O julgamento, referente ao processo ARE 1562353, havia iniciado em setembro de 2025, também pelo Plenário Virtual. Na ocasião, o ministro Luís Roberto Barroso proferiu decisão monocrática negando seguimento ao recurso extraordinário do Sindjus-MA. Em resposta, a entidade, por meio de sua assessoria jurídica, protocolou o agravo interno, que foi posteriormente pautado pelo relator do julgamento no Plenário Virtual.
O voto do relator, ministro Luís Roberto Barroso, contrário ao prosseguimento do recurso extraordinário, foi acompanhado pelos ministros Edson Fachin, Alexandre de Moraes, Cármen Lúcia, Cristiano Zanin, Flávio Dino, André Mendonça, Luiz Fux e Nunes Marques.
A diretoria do Sindjus-MA, representada pelo presidente George Ferreira e pela assessoria jurídica, esteve em Brasília para acompanhar de perto o julgamento da Ação Rescisória dos 21,7%. Em setembro do ano passado, o ministro Dias Toffoli pediu vista ao processo, suspendendo temporariamente o julgamento.

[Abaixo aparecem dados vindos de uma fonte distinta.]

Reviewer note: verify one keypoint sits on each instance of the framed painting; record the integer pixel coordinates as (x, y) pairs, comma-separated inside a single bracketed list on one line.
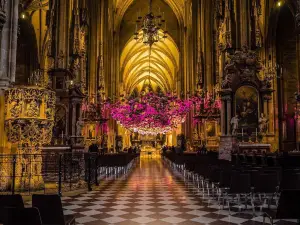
[(211, 129)]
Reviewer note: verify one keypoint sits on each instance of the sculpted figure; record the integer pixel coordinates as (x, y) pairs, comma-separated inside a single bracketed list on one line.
[(79, 126), (234, 124), (263, 123)]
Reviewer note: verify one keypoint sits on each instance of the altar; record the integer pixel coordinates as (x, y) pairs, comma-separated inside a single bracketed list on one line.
[(257, 148)]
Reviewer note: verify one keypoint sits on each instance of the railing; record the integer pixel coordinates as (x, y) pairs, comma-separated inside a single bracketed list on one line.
[(58, 172)]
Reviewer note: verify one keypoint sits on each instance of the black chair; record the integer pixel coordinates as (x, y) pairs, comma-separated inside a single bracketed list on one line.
[(266, 188), (288, 207), (240, 186), (22, 216), (11, 201), (290, 181), (51, 210)]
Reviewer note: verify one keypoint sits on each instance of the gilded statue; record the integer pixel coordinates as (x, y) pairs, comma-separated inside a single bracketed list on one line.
[(263, 123), (15, 111), (79, 126), (2, 4), (48, 113), (234, 124), (33, 109)]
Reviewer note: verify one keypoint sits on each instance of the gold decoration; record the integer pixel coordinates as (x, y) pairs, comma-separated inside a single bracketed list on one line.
[(29, 116)]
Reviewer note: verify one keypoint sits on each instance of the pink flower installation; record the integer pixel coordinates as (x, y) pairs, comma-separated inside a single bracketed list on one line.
[(151, 113)]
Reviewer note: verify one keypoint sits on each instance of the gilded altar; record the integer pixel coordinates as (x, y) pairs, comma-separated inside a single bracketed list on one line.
[(29, 120)]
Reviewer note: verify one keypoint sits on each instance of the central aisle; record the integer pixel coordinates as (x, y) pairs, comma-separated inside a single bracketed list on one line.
[(151, 195)]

Em 13 de fevereiro de 2026, em voto-vista, o ministro Dias Toffoli discordou do relator, defendendo que o agravo regimental deveria ser acolhido, permitindo que o recurso extraordinário seguisse seu trâmite normal. “Dou provimento ao agravo regimental para afastar os óbices apontados na decisão agravada e determinar que seja dado seguimento ao recurso extraordinário, com a distribuição do feito na forma regimental”, afirmou.
O ministro Gilmar Mendes também votou a favor do sindicato, acompanhando a divergência.
A diretoria do Sindjus-MA destaca que já está em contato com a equipe jurídica em Brasília para definir os próximos passos. O presidente George Ferreira reafirma que a diretoria não descansará enquanto não reverter o julgamento e que não medirá esforços para alcançar o objetivo. “Nosso objetivo é garantir a confirmação da sentença inicial na ação principal, reafirmando que os 21,7% são direito dos servidores do Poder Judiciário”, destacou.